Avant de reprendre la vie normale à laquelle tout le monde aspire, il faut solder les comptes avec sérénité et objectivité. Notre société s’est grandie en protégeant nos concitoyens les plus âgés et les plus vulnérables. En plaçant la vie humaine au-dessus de toute autre considération, elle s’est fixé un nouvel horizon. Un horizon qui a demandé des efforts à une population jeune souvent malmenée, rarement écoutée. Elle a payé un lourd tribut depuis mars 2020. Les jeunes sont désormais plus d’1,6 million à ne cocher sur leur CV aucune des deux cases  « en emploi » ou  « en formation ». Selon les associations caritatives, 20 % d’entre eux ont sollicité une aide alimentaire ces derniers mois -pour les trois-quarts, il s’agissait d’une triste première-. Une récente étude sur les risques psychosociaux des salariés indique que 62% des moins de 29 ans sont en détresse psychologique (1).

On ne peut pas laisser toute une génération en souffrance. Ils et elles sont les citoyens, les travailleurs, les entrepreneurs, les décideurs de demain. Il faut investir massivement dans notre jeunesse. Lui donner des moyens de reprendre sa vie en main.
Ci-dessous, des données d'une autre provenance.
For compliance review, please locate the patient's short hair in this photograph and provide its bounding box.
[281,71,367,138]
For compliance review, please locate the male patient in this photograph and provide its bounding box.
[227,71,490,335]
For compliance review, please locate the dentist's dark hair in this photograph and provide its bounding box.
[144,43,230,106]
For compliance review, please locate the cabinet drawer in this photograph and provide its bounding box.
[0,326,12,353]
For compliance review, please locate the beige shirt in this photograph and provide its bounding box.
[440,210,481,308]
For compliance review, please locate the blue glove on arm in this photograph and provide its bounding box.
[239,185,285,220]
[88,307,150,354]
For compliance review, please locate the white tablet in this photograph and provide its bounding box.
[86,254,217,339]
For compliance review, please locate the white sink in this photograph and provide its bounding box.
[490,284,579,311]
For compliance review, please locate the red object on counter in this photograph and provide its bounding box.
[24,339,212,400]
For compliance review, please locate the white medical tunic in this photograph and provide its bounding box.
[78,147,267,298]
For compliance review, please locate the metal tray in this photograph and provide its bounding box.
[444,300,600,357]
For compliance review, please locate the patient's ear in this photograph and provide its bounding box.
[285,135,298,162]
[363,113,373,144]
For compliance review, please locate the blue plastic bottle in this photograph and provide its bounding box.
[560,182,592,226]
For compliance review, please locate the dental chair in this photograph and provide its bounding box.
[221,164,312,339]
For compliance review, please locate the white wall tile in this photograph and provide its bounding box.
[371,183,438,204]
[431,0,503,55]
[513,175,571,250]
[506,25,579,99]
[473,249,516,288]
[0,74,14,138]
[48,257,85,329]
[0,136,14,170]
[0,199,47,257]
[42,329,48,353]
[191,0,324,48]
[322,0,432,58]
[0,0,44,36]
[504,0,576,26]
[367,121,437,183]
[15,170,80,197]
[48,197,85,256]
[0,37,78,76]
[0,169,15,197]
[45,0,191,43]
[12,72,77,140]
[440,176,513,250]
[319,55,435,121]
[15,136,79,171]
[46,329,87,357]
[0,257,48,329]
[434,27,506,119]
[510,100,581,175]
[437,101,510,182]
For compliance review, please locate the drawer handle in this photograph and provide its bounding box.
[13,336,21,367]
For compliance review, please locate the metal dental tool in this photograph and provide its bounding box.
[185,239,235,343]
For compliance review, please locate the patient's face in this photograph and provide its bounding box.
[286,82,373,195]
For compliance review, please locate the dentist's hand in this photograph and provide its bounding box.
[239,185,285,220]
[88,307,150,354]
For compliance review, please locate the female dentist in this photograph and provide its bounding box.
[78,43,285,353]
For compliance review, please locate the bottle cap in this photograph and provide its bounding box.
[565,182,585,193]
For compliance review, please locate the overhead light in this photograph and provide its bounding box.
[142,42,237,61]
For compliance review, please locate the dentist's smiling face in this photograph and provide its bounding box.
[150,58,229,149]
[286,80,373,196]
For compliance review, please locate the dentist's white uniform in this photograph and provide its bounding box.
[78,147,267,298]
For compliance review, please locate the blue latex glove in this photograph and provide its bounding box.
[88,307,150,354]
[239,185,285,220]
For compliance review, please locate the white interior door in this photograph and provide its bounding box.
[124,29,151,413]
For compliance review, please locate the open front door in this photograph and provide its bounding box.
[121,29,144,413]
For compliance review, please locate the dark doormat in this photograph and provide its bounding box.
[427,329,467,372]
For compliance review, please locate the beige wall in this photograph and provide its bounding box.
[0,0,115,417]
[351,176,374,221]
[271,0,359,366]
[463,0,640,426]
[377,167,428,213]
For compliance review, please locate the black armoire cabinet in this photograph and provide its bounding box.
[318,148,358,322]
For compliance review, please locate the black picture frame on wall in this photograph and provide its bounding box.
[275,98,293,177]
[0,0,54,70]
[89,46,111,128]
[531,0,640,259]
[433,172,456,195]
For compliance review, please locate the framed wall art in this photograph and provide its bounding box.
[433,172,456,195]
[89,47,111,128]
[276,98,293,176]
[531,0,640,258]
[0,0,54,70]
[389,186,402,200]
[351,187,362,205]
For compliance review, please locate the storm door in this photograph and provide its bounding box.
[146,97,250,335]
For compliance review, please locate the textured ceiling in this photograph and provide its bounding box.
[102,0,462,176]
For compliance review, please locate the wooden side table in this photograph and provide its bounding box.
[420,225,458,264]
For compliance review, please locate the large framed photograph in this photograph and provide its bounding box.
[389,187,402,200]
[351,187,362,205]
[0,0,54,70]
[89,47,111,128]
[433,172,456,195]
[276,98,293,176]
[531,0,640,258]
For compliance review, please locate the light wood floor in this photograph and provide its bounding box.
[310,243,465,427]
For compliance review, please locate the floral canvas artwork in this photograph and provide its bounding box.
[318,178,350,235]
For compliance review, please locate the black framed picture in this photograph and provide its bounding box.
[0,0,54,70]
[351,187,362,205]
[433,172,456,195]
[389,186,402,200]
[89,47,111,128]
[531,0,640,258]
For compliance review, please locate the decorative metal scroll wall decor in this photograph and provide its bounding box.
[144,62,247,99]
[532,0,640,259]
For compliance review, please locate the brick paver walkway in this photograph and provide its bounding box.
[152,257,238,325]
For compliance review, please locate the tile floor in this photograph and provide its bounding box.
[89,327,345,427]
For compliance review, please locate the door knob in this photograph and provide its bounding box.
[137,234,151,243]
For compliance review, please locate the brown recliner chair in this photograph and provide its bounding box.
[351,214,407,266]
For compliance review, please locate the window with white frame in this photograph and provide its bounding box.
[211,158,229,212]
Donner les moyens aux jeunes des quartiers populaires de s’imaginer un avenir alors qu’ils subissent une double peine : ces territoires ont terriblement souffert de la crise en bénéficiant proportionnellement moins de soutien public que les autres (II). 

Donner des moyens à ces jeunes qui se retrouvent sans stage pour valider une formation, qui peinent à entrer sur le marché du travail faute de boulot.  A ces jeunes qui subissent de plein fouet l’arrêt des missions d’intérim et des petits contrats, qui ont dû s’isoler à un âge où les relations amicales se nouent, où les rencontres émancipatrices se jouent, où une identité se construit… Souvenons-nous de la crise financière de 2008. La génération qui entrait dans la vie active a connu des années de plomb. Le retard pris ne s’est estompé que longtemps plus tard et les inégalités, déjà sous-jacentes, ont augmenté.

Pour éviter ce scénario, j’en appelle à un grand plan d’investissement et de solidarité à destination de la jeunesse. Un plan qui assurerait aux jeunes de moins de 25 ans les moyens de leur subsistance en leur ouvrant l’accès au RSA ou à une garantie jeunes universelle. Un plan qui leur ouvrirait, après deux années blanches,  les portes de la culture, du sport et des loisirs par l’attribution d’une aide financière sous forme de chèques. Un plan qui  renforcerait leurs parcours d’insertion professionnelle en lien avec les exigences de transitions écologiques et numériques. Un plan qui, en redynamisant le monde associatif,  retisserait du lien social. Un plan qui favoriserait les expériences à l’étranger pour les étudiants et les apprentis… Un plan qui serait le fruit d’une réflexion menée avec l’ensemble des acteurs concernés.

Ce plan massif d’investissement serait une belle marque de confiance pour une génération autour de laquelle se construiront la France et l’Europe de demain. Il peut être financé par des contributions exceptionnelles. L’épargne accumulée ces deux dernières années s’élèvera à 160 milliards selon l’Observatoire français des conjonctures économiques. 70 % de ce montant  est détenu par les 20 %  les plus aisés. Alors que de nombreuses entreprises ont souffert, d’autres ont traversé la crise en dégageant de nouveaux bénéfices. Il n’est pas question de le leur reprocher. Mais il est inconcevable  que ceux qui se sont enrichis ne contribuent pas à l’effort indispensable pour relancer notre économie et soutenir ceux qui ont le plus souffert de la crise : les jeunes.

Washington a ouvert la voie en proposant d’harmoniser la fiscalité à l’échelle planétaire pour ramener les acteurs économiques dans le jeu de la solidarité. Le FMI lui a emboîté le pas, en imaginant une taxe temporaire pour les plus riches et les entreprises qui ont prospéré durant la crise. L’histoire regorge d’exemples de ce type de mesures exceptionnelles prises après une guerre ou une catastrophe naturelle (3). Le faire aujourd’hui, dans le cadre européen, redonnerait du souffle à un projet en manque d’adhésion citoyenne et populaire. La France doit en donner le la. Avec ses partenaires privilégiés, elle peut être le fer de lance d’un ambitieux plan jeunes. À quelques mois de la présidence française de l’Europe en janvier 2022, elle enverrait un message d’optimisme pour l’avenir.